Das habe aber nicht ausgereicht um sicherzustellen, dass alle Arbeitnehmer von der vorverlegten Betriebsversammlung erfahren. Dies ergebe sich aus den Besonderheiten des Betriebes der Arbeitgeberin, in dem eine Vielzahl von Mitarbeitern ihre Leistungen lediglich im 14-tägigen Arbeitsrhythmus erbringen.
Dieser Artikel ist zuerst erschienen in: „AiB-Newsletter, Rechtsprechung für den Betriebsrat“ des Bund-Verlags, Ausgabe 22/2015 vom 30.10.2015.
Links:
Das sagen wir dazu:
Nicht entmutigen lassen!
Eins vorweg, eine hundertprozentig den gesetzlichen Vorschriften entsprechende Betriebsratswahl ist selten. Dies sollte aber niemanden entmutigen, Betriebsratswahlen durchzuführen. Nur gravierende Fehler führen zur Nichtigkeit der Wahl mit der Wirkung, dass von Anfang an kein rechtsgültiger Betriebsrat bestanden hat.
Wird die Wahl angefochten, bleibt der Betriebsrat bis zur rechtskräftigen Entscheidung des Arbeitsgerichtes über die Anfechtung im Amt. Sämtliche seiner gefassten Beschlüsse behalten ihre Gültigkeit.
Die BR-Wahl beim Diskobetreiber war anfechtbar
Ein Anfechtungsgrund liegt vor, wenn gegen wesentlichen Vorschriften über das Wahlrecht, die Wählbarkeit oder das Wahlverfahren verstoßen worden ist und durch den Verstoß das Wahlergebnis geändert oder beeinflusst worden ist.
Im vorliegenden Fall war nicht einmal sichergestellt, dass alle Beschäftigen von der geänderten Uhrzeit Kenntnis erlangt haben und dies bei ca. 50 % der Mitarbeiter.

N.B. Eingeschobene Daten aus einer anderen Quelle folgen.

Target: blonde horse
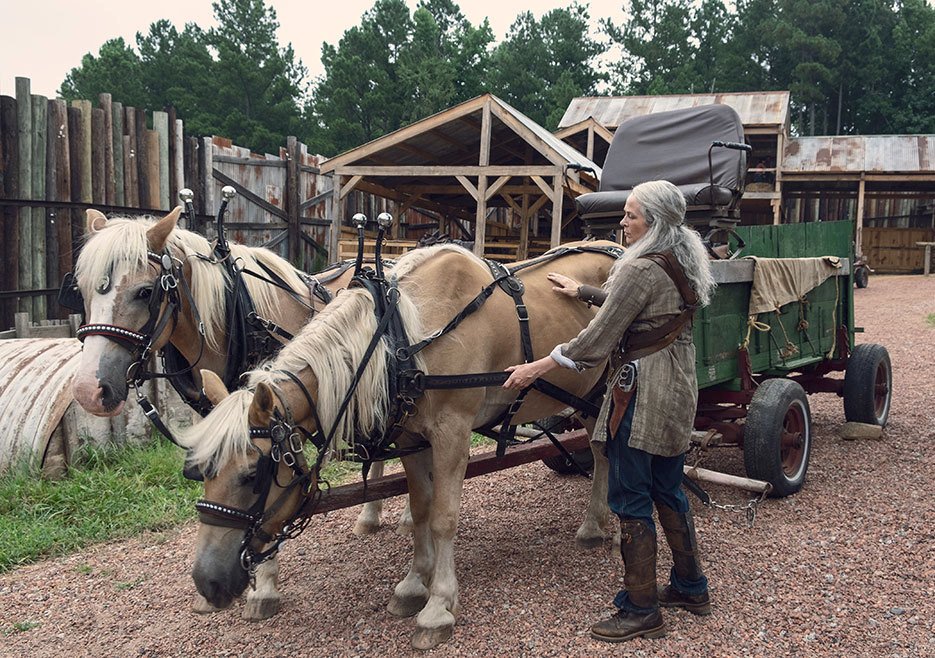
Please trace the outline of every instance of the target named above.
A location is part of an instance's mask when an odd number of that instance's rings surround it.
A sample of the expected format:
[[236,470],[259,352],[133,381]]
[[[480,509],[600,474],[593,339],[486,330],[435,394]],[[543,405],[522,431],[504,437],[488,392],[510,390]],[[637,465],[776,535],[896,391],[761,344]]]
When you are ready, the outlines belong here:
[[[555,344],[571,339],[596,313],[585,304],[556,295],[546,272],[599,286],[612,263],[604,254],[579,253],[522,271],[535,355],[547,354]],[[443,327],[492,280],[483,261],[448,245],[406,254],[391,274],[398,283],[400,315],[412,342]],[[415,366],[428,375],[502,371],[523,359],[518,324],[514,300],[495,291],[480,310],[414,357]],[[249,388],[227,395],[219,379],[206,376],[206,392],[216,407],[180,441],[207,474],[193,577],[198,591],[213,605],[229,605],[246,589],[246,568],[266,557],[264,549],[268,551],[283,536],[281,532],[291,536],[301,528],[306,493],[316,491],[317,473],[309,471],[304,453],[295,449],[296,435],[290,436],[293,448],[285,449],[293,459],[286,459],[284,444],[274,440],[274,423],[286,422],[285,418],[288,427],[313,432],[320,422],[323,432],[331,430],[332,447],[352,444],[358,433],[385,429],[386,410],[392,404],[386,385],[389,348],[385,341],[373,352],[347,399],[347,413],[339,414],[376,327],[373,298],[366,290],[352,287],[313,318],[272,361],[251,372]],[[584,396],[601,374],[602,368],[582,373],[563,369],[548,379]],[[418,613],[412,639],[416,648],[431,648],[447,640],[458,613],[453,542],[471,430],[496,422],[515,398],[515,393],[499,386],[427,390],[402,421],[400,446],[418,440],[431,446],[402,457],[414,553],[409,572],[388,604],[396,615]],[[513,422],[531,422],[563,407],[564,403],[532,391]],[[593,425],[593,419],[590,422]],[[600,450],[595,450],[595,458],[591,501],[579,540],[603,538],[609,519],[607,460]]]
[[[174,321],[166,323],[159,335],[153,336],[152,351],[171,345],[193,366],[189,397],[197,397],[202,390],[200,369],[224,376],[230,367],[227,326],[230,277],[221,264],[208,260],[212,245],[207,239],[177,226],[180,212],[181,208],[176,208],[155,221],[107,219],[97,210],[87,211],[86,243],[75,268],[77,283],[84,299],[87,324],[104,327],[102,331],[106,333],[84,339],[72,391],[90,413],[114,416],[123,410],[129,392],[127,370],[137,357],[126,344],[111,340],[106,334],[113,333],[114,328],[138,333],[146,325],[151,315],[149,300],[154,281],[159,280],[162,267],[150,254],[161,255],[168,250],[173,261],[181,263],[184,285],[191,291],[190,299],[180,295],[182,303]],[[256,277],[244,276],[259,316],[294,335],[305,324],[312,308],[324,305],[311,294],[309,283],[273,252],[238,244],[230,247],[231,258],[244,268],[266,276],[266,272],[274,272],[292,290],[289,294]],[[336,278],[328,278],[322,287],[333,295],[347,286],[351,275],[348,270]],[[158,311],[165,314],[165,308],[162,304]],[[200,323],[204,325],[203,336]],[[240,374],[228,373],[233,377]],[[369,509],[362,513],[367,519],[363,530],[369,530],[367,524],[372,523],[373,516]],[[278,611],[277,580],[276,560],[271,560],[257,573],[257,587],[248,595],[244,609],[246,618],[265,619]],[[196,600],[195,610],[211,612],[214,608],[201,599]]]

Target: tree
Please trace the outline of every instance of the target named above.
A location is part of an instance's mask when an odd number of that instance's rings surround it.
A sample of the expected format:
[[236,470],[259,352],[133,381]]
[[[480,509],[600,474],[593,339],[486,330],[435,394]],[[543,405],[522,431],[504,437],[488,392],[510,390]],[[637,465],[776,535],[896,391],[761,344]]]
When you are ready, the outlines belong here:
[[118,37],[104,42],[95,57],[87,53],[81,66],[65,76],[59,94],[66,100],[97,98],[109,93],[124,105],[145,107],[149,94],[142,82],[139,56]]
[[553,129],[575,96],[596,93],[605,76],[593,62],[604,44],[593,39],[587,8],[573,3],[537,21],[523,12],[491,58],[489,87],[534,121]]

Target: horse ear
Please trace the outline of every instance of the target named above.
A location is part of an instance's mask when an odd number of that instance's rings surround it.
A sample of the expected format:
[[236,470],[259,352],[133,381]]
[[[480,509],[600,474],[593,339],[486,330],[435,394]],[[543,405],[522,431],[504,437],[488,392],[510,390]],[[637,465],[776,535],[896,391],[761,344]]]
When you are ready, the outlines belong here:
[[273,417],[273,391],[263,382],[256,385],[247,417],[251,425],[259,427],[268,425],[270,418]]
[[146,239],[149,242],[149,248],[152,251],[162,251],[166,246],[166,240],[169,234],[175,230],[179,223],[179,215],[182,214],[182,206],[176,206],[168,215],[160,219],[146,231]]
[[107,217],[104,216],[100,210],[95,210],[94,208],[88,208],[86,211],[87,218],[84,223],[84,231],[88,235],[92,233],[97,233],[105,226],[107,226]]
[[221,378],[218,377],[213,370],[201,371],[201,386],[205,391],[205,395],[208,396],[208,399],[214,406],[218,406],[221,400],[230,395],[227,391],[227,387],[224,386],[224,382],[221,381]]

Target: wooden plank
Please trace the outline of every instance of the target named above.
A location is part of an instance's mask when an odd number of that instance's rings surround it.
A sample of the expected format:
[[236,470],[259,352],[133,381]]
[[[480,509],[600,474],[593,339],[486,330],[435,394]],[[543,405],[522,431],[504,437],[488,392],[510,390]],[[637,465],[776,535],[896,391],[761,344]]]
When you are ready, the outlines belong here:
[[166,112],[153,112],[153,132],[155,157],[155,177],[157,179],[154,189],[158,205],[156,208],[169,210],[169,115]]
[[[146,181],[149,183],[150,208],[167,210],[162,203],[162,157],[159,133],[146,131]],[[166,152],[168,157],[168,150]],[[168,170],[166,170],[168,173]],[[168,196],[168,187],[166,187]]]
[[[562,446],[569,452],[586,450],[590,443],[588,434],[584,430],[575,430],[560,434],[558,440]],[[467,465],[465,479],[486,475],[506,468],[528,464],[539,461],[546,457],[552,457],[560,454],[548,439],[540,439],[525,445],[518,445],[508,448],[502,458],[497,458],[497,451],[490,450],[470,458]],[[367,482],[366,492],[363,483],[355,482],[340,487],[334,487],[330,491],[325,491],[321,502],[314,509],[313,514],[323,514],[344,507],[360,505],[372,500],[382,500],[391,496],[399,496],[408,491],[406,486],[405,473],[396,473],[382,478],[376,478]]]
[[[34,199],[45,200],[46,150],[49,132],[49,99],[45,96],[32,96],[32,194]],[[32,209],[32,281],[29,288],[40,290],[46,286],[46,209]],[[46,298],[33,297],[32,316],[35,320],[45,320],[48,316]]]
[[111,145],[114,150],[114,205],[126,204],[126,182],[123,166],[123,104],[111,105],[111,127],[113,135]]
[[[19,129],[16,117],[16,99],[0,96],[0,196],[6,199],[20,198],[19,192]],[[19,276],[19,228],[17,208],[0,208],[0,289],[16,290]],[[0,321],[4,327],[13,322],[16,300],[0,300]]]
[[114,104],[110,94],[100,94],[98,100],[104,112],[104,203],[117,204],[117,179],[114,176]]
[[94,203],[107,204],[107,181],[104,180],[104,110],[91,110],[91,198]]
[[[54,169],[50,178],[52,190],[48,198],[56,201],[71,201],[71,155],[68,143],[68,106],[61,99],[49,103],[49,166]],[[55,218],[54,230],[49,231],[49,261],[54,267],[49,268],[50,283],[62,280],[66,272],[73,267],[72,262],[72,211],[61,210],[52,213]],[[54,269],[54,274],[52,270]],[[62,309],[59,309],[62,311]]]
[[294,135],[286,137],[286,217],[289,223],[289,262],[304,269],[299,262],[299,140]]
[[[32,94],[29,78],[16,78],[16,124],[19,137],[19,193],[22,199],[32,199]],[[20,247],[15,290],[32,288],[32,209],[23,208],[17,217],[17,238]],[[31,299],[17,300],[19,312],[32,312]]]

Insoweit muss davon ausgegangen werden, dass bereits die Bestellung des Wahlvorstandes anders hätte ausfallen können. Daher muss dem Gericht Recht gegeben werden, dass ein Anfechtungsgrund vorliegt.
Bestellung des Wahlvorstands ist erster Knackpunkt
Es gibt Arbeitgeber, die Betriebsräte verhindern wollen. Sie verweisen häufig darauf, dass eine Betriebsversammlung zur Bestellung des Wahlvorstandes den Betriebsablauf dermaßen stören würde, so dass es zu Produktionsausfällen kommt, diese einhergehend mit einer erheblichen wirtschaftlichen Belastung.
Daher meinen diese Arbeitgeber, dass man Teilbetriebsversammlungen abhalten könne, um einen Wahlvorstand zu bestellen.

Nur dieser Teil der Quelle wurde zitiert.